«J’ai acheté la carte de Paris imprimée sur un mouchoir. » Karl Gutzkow
D’un côté, une gravure d’Albert Decaris, datant de 1953 et retrouvée dans les archives Dior : une carte des cinq continents qui raconte la Maison et son expansion dans le monde. De l’autre, cette affirmation lue dans Christian Dior et moi, l’autobiographie du couturier : «Une collection complète doit s’adresser à tous les types de femmes dans tous les pays. » Ce sont ces deux inspirations qui guident Maria Grazia Chiuri, Directrice Artistique des collections femme, pour ce défilé de haute couture automne-hiver 2017-2018, qui célèbre les soixante-dix ans de la Maison.
L’atlas symbolise, pour Maria Grazia Chiuri, une envie d’ailleurs, le besoin de voyager pour découvrir le monde et se découvrir soi-même, pour ressentir une émotion, grandir et évoluer. Il rappelle son voyage de Rome à Paris ou son exploration de l’héritage Dior. Turbulente comme les premières exploratrices, qui étaient capables de dépasser les frontières géographiques et mentales, elle est attirée par ces héroïnes et leur manière d’utiliser les éléments de la garde-robe masculine en les mélangeant à des pièces ethniques. Ces tissus d’homme transformés, grâce à la sensibilité de la créatrice et aux nouvelles technologies, en surfaces chatoyantes, en clairs-obscurs, s’invitent sur les vestes, les manteaux, les chemisiers, les combinaisons, qui ressemblent à de petits blousons d’aviateur et s’ouvrent en jupes-culottes plissées. Tandis que le feutre masculin de Stephen Jones, créateur des chapeaux Dior depuis vingt ans cette année, s’inspire de celui d’exploratrices telles que Freya Stark.

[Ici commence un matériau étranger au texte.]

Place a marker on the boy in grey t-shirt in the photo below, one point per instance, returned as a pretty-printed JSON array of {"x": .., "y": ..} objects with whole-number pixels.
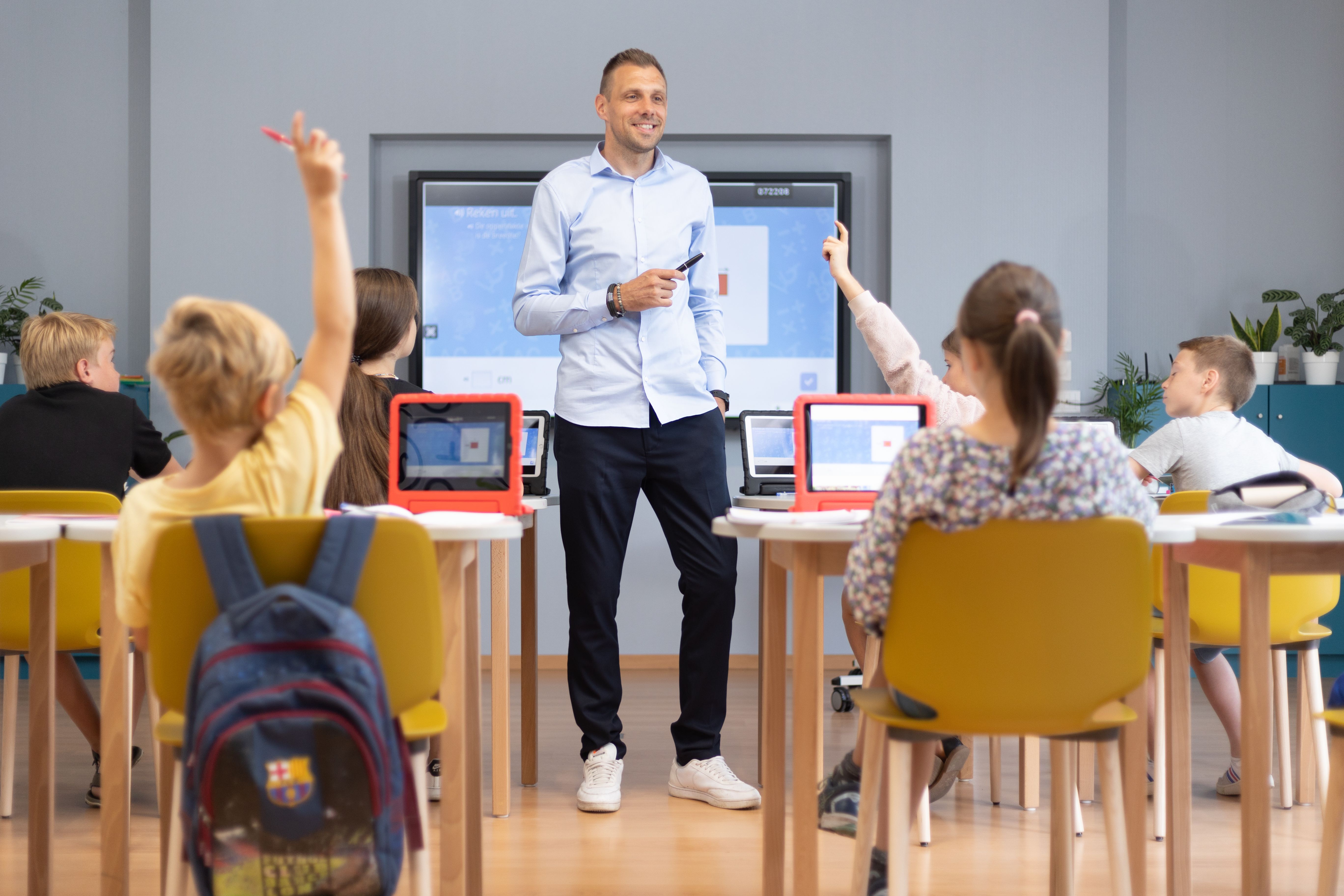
[{"x": 1207, "y": 447}]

Le parcours de ce retour aux origines devient, pour Maria Grazia Chiuri, une topographie des émotions : les couleurs, les fleurs ou les jeux de tarot brodés deviennent eux-mêmes comme des atlas sur des capes et des robes de soirée en tulle et en soie, grises poudrées de rose, ou dans les couleurs nocturnes du velours. Cette féerie, renvoyant à une cartographie imaginaire qui invente et renverse notre point de vue, nous rappelle les tableaux de ces intérieurs aux atlas muraux et aux mappemondes : ils nous racontent la puissance de l’errance littéraire au féminin, pétrie d’explorations culturelles et de style. Pietro Ruffo, artiste avec lequel Maria Grazia Chiuri partage un lien créatif, a imaginé, pour décor, la voûte céleste et la Terre, tracées d’un geste poétique.